With the new year comes the latest revisions in the Fair Labor Standards Act (FLSA). This round of revisions effects both exempt and non-exempt employees. What are these changes? Let's dig in.
Exempt workers, who are not paid overtime, will see their "salary threshold" (or "standard salary level") increase from $455/week ($23,660 annual) to $684/week ($35,568 per annum). The "Highly Compensated Employee" threshold will also move from $100,000/year to $107,432.
The focus of this post, though, are non-exempt workers: who can either be paid hourly or salary and are entitled to time-and-a-half overtime pay, as they will see a few changes, as well. Because of these changes, it may be wise for employers to consider updating their policies to reflect the government's changing regulations.
All Work = All Pay
Non-exempt employees must record and be paid for all hours worked—even if hours are worked outside of the employee's standard shift. Therefore, we recommend that you institute a policy which, depending on your company's specific situation, either allows or prohibits non-exempt employees from working outside their regular hours. If they are permitted to work outside regular hours, they should have a method for recording those hours. Refusing to pay employees for time worked, even if that time was unauthorized, is unlawful.

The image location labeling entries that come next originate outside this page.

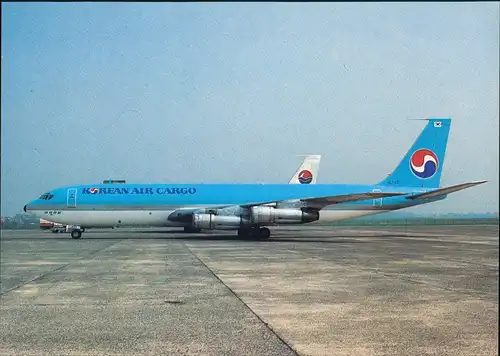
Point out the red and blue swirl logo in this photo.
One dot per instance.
(305, 177)
(424, 163)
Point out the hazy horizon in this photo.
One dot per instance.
(232, 92)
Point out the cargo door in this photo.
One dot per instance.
(71, 203)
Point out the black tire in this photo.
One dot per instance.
(264, 233)
(191, 230)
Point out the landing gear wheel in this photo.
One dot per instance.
(264, 233)
(243, 232)
(190, 229)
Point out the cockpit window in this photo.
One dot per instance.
(46, 196)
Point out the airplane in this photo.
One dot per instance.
(250, 208)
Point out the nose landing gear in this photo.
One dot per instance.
(76, 234)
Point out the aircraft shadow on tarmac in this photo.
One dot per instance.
(161, 235)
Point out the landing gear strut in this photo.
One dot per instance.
(255, 233)
(191, 229)
(76, 234)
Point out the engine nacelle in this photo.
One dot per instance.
(211, 221)
(269, 215)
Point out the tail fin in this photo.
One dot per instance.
(308, 171)
(423, 163)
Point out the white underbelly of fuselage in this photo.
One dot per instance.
(110, 218)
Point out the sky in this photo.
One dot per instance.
(233, 92)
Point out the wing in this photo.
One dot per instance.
(448, 190)
(184, 214)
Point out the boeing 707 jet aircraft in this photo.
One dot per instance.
(250, 208)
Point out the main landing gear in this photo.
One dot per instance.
(191, 230)
(262, 233)
(76, 234)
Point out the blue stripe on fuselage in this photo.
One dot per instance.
(212, 194)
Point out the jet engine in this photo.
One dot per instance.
(269, 215)
(211, 221)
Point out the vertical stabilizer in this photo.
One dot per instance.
(423, 163)
(308, 171)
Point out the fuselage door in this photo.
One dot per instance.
(377, 202)
(71, 198)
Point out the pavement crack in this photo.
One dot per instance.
(243, 302)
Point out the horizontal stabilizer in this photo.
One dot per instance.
(448, 190)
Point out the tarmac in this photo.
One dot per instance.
(419, 290)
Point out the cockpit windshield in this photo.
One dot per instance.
(46, 196)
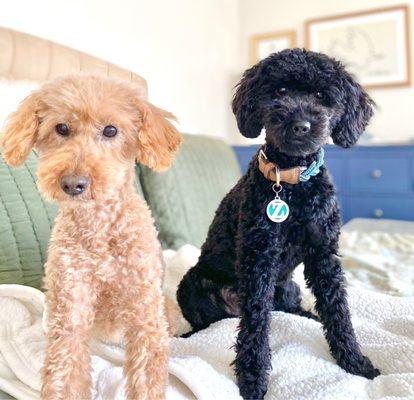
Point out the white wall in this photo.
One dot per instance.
(394, 119)
(192, 52)
(188, 50)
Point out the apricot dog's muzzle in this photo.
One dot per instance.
(74, 185)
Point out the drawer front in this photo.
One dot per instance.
(379, 174)
(336, 168)
(381, 207)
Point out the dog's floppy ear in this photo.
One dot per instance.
(358, 111)
(20, 131)
(158, 138)
(245, 105)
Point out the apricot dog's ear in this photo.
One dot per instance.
(20, 131)
(158, 138)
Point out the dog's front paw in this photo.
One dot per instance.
(361, 366)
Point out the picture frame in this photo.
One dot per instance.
(264, 44)
(374, 44)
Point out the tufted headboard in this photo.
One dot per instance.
(27, 57)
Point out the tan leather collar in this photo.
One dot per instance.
(268, 169)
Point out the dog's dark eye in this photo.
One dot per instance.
(282, 91)
(62, 129)
(109, 131)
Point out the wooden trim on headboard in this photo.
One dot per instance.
(27, 57)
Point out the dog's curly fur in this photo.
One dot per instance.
(246, 264)
(104, 267)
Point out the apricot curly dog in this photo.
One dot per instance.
(104, 267)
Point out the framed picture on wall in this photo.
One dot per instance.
(267, 43)
(374, 45)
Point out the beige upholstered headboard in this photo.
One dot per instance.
(28, 57)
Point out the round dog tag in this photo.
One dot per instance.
(277, 210)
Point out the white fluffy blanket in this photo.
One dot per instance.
(199, 366)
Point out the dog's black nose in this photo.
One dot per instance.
(300, 127)
(74, 185)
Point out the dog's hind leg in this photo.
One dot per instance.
(288, 297)
(203, 301)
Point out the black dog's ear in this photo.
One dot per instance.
(245, 104)
(358, 111)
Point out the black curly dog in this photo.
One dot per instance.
(245, 268)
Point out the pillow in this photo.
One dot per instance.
(183, 200)
(12, 92)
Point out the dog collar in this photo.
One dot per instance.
(295, 175)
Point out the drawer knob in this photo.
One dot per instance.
(378, 213)
(376, 173)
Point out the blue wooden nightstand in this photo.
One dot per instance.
(372, 181)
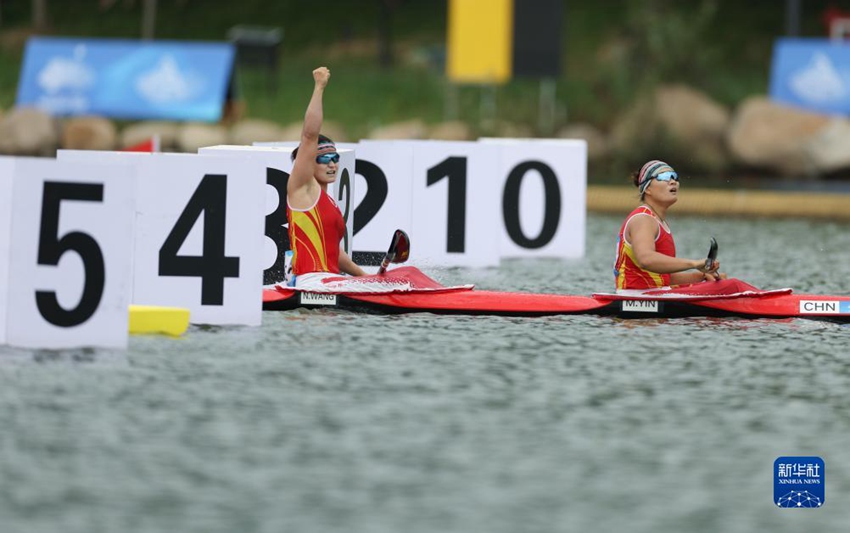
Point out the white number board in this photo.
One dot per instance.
(543, 195)
(70, 268)
(277, 163)
(199, 233)
(455, 207)
(383, 196)
(7, 170)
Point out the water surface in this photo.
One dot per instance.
(324, 421)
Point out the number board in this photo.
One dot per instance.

What about electronic devices? FLSA's new rule is that any time a non-exempt employee spends working from their smartphones or personal computers is considered time worked which they must be paid for; again, even if it occurs outside of work hours. Because of this, you may want to institute a policy prohibiting employees from working from their personal electronic devices or, for example, if you know an employee will need to monitor emails for a weekend, consider building that time into the weekly work schedule.
In many states, non-exempt employees are required to have meal and/or break periods. If you're in one of these areas, inform employees of these breaks, explain clocking in and out procedures, and remind them that they should not be working during lunch breaks—actually take a break! Employees may ask if they can work through their lunch break, but, legally speaking, they should not be allowed to. Though there is a process through which this requirement can be waived, but it often requires special circumstances.
The FLSA updates will add rules about overtime (though this is mostly a state-by-state basis), so make sure you're up to date with regulations. Also, work-related travel time is, in the eyes of the law, work that the employee must be paid for (there are exceptions to this, though, such as a morning commute).
If updated policies are not covered in your employee handbook, adding them now or distributing them as amendments would be wise and have employees sign-off on the changes. And if your policies are already in the handbook, remind your employees of the changes. Taking these steps will help you and your company stay within the boundaries of the law.